The context is an arrest during the 2011 Occupy Wall Street protests on Brooklyn Bridge and an allegation that there was differential treatment of a transgendered protester And while the complaint raised several constitutional claims, United States District Judge Jed Rakoff has allowed the Equal Protection Clause claim to proceed in his opinion in Adkins v. City of New York.
Interestingly, the judge based his opinion on the Second Circuit’s 2012 decision in United States v. Windsor which of course was affirmed on other grounds by the United States Supreme Court. Judge Rakoff wrote
[The Second Circuit in] Windsor held that gay people were a quasi-suspect class on the basis of four factors: gay people have suffered a history of persecution; sexual orientation has no relation to ability to contribute to society; gay people are a discernible group; and gay people remain politically weakened. While transgender people and gay people are not identical, they are similarly situated with respect to each of Windsor’s four factors.

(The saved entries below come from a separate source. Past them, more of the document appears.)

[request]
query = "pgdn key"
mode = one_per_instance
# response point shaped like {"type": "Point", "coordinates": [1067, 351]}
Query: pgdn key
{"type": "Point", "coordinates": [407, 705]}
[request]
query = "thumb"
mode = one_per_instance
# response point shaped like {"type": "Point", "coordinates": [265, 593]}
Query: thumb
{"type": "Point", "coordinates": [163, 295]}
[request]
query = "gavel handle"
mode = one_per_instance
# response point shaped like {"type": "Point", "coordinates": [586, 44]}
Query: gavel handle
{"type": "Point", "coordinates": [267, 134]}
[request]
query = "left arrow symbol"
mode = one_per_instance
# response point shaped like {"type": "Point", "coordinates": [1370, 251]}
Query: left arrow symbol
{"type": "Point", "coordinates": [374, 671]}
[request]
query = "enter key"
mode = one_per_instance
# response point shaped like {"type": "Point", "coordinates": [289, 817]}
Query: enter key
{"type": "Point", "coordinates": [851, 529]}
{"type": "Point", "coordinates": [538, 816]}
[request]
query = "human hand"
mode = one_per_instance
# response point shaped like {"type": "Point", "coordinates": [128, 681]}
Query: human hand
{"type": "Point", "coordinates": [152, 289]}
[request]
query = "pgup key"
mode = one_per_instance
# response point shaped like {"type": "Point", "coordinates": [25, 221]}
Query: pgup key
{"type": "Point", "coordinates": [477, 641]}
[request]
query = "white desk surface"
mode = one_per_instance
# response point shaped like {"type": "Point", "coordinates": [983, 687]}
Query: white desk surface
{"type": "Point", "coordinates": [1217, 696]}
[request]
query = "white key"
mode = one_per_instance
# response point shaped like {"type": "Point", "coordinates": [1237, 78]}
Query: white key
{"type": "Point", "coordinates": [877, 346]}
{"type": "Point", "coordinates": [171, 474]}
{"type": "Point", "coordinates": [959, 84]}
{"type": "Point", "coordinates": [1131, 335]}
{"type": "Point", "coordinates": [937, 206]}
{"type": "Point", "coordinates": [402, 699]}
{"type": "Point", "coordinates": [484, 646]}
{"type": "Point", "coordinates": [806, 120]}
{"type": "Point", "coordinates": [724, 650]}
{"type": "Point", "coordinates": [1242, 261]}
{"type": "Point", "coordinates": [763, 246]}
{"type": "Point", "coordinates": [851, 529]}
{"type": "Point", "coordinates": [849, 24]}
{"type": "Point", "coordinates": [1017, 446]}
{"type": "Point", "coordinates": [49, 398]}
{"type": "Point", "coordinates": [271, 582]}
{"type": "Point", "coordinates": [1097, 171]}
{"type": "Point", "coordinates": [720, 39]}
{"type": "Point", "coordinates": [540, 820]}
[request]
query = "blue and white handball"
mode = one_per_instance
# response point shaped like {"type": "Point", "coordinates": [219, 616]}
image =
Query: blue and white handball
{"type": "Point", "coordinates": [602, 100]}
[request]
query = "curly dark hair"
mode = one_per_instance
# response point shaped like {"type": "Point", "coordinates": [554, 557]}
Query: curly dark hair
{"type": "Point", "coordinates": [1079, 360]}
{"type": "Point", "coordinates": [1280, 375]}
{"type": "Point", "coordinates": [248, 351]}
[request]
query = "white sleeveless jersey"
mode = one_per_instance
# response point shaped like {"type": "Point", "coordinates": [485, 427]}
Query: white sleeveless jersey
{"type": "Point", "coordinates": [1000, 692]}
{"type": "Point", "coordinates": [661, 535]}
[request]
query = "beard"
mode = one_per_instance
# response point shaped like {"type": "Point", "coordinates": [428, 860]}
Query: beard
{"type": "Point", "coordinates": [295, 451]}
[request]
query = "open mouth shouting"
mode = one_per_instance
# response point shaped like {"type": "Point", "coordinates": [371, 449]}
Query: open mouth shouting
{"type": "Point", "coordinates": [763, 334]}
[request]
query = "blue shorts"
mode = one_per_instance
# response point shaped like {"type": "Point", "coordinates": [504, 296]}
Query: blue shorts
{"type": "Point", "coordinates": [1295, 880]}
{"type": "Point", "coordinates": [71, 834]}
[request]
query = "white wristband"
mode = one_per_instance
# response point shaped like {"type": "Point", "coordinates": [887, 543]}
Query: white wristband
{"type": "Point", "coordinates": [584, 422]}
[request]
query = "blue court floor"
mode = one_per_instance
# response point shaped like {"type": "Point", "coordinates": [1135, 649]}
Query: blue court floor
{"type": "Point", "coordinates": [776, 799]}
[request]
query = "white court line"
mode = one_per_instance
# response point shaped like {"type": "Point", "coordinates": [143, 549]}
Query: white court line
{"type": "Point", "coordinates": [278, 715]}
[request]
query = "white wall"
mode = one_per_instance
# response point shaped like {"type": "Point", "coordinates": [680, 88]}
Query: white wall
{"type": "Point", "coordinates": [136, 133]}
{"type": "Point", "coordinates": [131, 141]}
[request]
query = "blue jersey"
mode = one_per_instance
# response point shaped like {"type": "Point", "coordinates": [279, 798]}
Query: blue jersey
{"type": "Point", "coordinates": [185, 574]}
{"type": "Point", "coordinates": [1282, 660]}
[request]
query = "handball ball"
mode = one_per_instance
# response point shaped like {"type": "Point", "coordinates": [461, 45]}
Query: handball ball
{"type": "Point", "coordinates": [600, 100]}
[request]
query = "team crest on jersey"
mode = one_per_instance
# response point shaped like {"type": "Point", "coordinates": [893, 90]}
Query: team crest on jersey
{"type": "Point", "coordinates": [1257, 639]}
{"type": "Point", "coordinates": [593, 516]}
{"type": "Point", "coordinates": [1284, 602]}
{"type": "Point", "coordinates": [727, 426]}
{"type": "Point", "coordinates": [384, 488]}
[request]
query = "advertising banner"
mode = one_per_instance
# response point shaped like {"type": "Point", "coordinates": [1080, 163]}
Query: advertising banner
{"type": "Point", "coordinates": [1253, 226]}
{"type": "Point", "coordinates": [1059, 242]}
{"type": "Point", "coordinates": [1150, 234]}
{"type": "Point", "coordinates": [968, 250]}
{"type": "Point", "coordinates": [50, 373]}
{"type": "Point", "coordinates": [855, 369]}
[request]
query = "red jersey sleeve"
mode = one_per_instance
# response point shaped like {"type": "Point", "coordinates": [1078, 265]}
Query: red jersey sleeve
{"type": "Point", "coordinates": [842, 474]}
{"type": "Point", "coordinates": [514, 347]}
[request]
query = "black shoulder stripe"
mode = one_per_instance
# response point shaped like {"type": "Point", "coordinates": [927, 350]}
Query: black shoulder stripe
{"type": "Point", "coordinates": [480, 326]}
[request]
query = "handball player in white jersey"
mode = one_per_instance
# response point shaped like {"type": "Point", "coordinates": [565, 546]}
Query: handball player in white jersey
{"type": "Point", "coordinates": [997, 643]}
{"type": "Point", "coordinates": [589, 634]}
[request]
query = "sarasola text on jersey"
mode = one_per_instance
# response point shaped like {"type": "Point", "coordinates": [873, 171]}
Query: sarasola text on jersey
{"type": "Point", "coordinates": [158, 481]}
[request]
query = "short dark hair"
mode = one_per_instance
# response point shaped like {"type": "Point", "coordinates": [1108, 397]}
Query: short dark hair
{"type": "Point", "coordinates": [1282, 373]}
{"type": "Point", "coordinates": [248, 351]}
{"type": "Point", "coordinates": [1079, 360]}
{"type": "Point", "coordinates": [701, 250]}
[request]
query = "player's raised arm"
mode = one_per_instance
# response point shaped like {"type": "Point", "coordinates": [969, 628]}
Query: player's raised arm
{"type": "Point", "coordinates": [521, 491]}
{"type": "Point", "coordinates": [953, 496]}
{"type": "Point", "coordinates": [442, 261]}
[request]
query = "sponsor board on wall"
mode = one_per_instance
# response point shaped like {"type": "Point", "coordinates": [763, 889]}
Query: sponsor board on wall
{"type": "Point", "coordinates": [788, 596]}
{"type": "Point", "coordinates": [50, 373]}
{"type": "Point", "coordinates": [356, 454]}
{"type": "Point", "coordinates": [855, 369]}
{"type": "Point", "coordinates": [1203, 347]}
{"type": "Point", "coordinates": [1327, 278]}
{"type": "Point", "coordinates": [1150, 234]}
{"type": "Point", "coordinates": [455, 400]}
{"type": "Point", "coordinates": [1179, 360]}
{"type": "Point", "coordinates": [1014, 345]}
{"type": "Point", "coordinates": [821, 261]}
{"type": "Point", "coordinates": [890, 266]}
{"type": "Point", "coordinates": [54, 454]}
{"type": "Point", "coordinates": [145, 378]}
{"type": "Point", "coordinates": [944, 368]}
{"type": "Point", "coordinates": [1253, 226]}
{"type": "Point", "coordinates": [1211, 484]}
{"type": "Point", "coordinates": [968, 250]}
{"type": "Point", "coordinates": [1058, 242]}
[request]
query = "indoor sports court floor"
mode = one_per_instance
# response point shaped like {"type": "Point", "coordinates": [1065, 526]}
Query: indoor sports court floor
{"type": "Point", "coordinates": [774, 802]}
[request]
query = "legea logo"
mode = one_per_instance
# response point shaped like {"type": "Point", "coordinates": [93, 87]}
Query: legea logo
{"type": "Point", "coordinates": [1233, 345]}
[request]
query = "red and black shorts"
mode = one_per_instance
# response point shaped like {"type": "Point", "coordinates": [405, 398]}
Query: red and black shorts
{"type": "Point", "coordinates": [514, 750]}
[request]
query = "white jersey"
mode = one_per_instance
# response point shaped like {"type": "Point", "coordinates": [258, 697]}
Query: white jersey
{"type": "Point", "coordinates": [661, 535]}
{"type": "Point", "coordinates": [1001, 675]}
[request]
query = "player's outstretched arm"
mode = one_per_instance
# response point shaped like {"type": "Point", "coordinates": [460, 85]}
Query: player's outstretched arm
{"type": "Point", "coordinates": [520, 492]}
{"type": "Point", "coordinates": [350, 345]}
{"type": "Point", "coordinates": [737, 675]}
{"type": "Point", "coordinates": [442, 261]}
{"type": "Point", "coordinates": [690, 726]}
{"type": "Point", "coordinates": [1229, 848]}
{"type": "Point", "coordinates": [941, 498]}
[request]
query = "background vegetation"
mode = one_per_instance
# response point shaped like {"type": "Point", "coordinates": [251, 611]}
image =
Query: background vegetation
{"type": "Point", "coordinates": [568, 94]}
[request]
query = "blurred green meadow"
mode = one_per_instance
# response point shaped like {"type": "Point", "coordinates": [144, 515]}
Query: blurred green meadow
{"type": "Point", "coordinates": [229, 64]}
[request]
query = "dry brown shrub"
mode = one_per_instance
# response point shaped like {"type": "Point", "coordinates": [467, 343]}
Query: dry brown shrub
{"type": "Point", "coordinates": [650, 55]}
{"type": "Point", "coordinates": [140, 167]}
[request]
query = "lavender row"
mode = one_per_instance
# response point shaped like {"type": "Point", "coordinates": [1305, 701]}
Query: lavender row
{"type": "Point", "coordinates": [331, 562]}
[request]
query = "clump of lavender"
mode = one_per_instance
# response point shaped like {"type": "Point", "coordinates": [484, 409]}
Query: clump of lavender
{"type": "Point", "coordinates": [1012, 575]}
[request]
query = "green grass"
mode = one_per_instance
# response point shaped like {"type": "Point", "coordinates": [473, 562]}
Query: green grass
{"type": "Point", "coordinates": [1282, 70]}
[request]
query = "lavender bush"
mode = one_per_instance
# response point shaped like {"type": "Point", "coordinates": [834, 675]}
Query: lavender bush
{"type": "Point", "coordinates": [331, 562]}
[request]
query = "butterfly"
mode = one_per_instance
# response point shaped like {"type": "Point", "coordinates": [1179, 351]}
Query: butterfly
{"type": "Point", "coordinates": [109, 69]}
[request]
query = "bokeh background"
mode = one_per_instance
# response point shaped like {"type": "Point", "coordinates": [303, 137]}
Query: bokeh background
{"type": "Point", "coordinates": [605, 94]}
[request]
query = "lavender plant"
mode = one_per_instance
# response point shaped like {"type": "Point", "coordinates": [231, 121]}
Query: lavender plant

Judge Rakoff then applied each of the factors (derived from the famous Carolene Products’ footnote four) to hold that transgender people are a quasi-suspect class. Indeed, Judge Rakoff decided that in each of the factors, transgender people more easily meet the factor than “gay people” did at the time of the Second Circuit’s decision in Windsor. For example, on the political weakness factor, Judge Rakoff reasoned:
Fourth, transgender people are a politically powerless minority. “The question is whether they have the strength to politically protect themselves from wrongful discrimination.” Windsor, 699 F.3d at 184. Particularly in comparison to gay people at the time of Windsor, transgender people lack the political strength to protect themselves. For example, transgender people cannot serve openly in the military, see Department of Defense Instruction 6130.03 at 48 (incorporating changes as of September 13, 2011), as gay people could when Windsor was decided. See Don’t Ask, Don’t Tell Repeal Act of 2010, Pub.L. No. 111–321, 124 Stat. 3515. Moreover, like gay people, it is difficult to assess the degree of underrepresentation of transgender people in positions of authority without knowing their number relative to the cisgender population. However, in at least one way this underrepresentation inquiry is easier with respect to transgender people: for, although there are and were gay members of the United States Congress (since Windsor, in both houses), as well as gay federal judges, there is no indication that there have ever been any transgender members of the United States Congress or the federal judiciary.
In applying intermediate scrutiny, the judge rejected the government’s argument that there was an important safety interest by concluding that there were no actual safety concerns according to the allegations of the complaint (taken as true in the procedural posture of the motion to dismiss). Judge Rakoff continued:
Moreover, defendants cannot argue their actions were substantially related to ensuring plaintiff’s safety when they removed him from an allegedly safe place and caused him injury, albeit minimal injury, by handcuffing him to a wall next to the sole bathroom in the precinct.
The judge found that the individual defendants were entitled to qualified immunity, especially given that the Second Circuit’s decision in Windsor occurred after the October 2011 Occupy Wall Street protest. However, the judge found that the City of New York could be held liable under a specific pattern on conduct in the unequal treatment of transgender persons.
Thus, the case moves to settlement as so many of the Occupy arrest cases have done – – – unless New York City chooses to appeal the decision that transgendered individuals merit intermediate scrutiny under the Fourteenth Amendment’s Equal Protection Clause.